Hal ini menunjukkan bahwa metode yang mereka gunakan dalam menetapkan nasab tidak sesuai dengan standar ilmu nasab yang benar.
*Kesimpulan*
- Nasab Ba’alwi tidak tsabit (terverifikasi) karena tidak adanya alamat wadlihat (bukti-bukti arkeologi) dan bayyinat tsabitat (bukti kitab sezaman). Nasab tidak bisa tsabit berdasarkan dalil-dalil yang syubhat.
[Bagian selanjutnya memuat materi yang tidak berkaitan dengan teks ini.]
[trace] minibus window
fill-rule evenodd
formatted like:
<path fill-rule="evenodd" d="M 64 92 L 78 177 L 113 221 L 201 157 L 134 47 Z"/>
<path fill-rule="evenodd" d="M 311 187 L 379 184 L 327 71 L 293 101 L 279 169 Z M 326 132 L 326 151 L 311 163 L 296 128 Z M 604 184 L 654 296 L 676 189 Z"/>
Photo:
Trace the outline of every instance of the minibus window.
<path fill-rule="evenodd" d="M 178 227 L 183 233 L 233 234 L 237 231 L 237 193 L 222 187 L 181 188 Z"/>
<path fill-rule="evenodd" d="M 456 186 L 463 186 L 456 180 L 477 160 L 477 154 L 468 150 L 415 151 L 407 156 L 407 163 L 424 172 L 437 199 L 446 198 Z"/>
- Syuhroh dan Istifadhoh nasab Ba’alwi tidak memenuhi syarat sebagaimana yang telah diuraikan sebelumnya.
- Nasab Ba’alwi tidak sahih, karena tidak di-istbat dengan bukti syar’i dan tidak memenuhi standar kaidah ilmu nasab.
Dengan demikian, klaim keabsahan nasab Ba’alwi dalam buku ini justru mengandung banyak blunder dan inkonsistensi yang menunjukkan ketidakvalidan klaim mereka.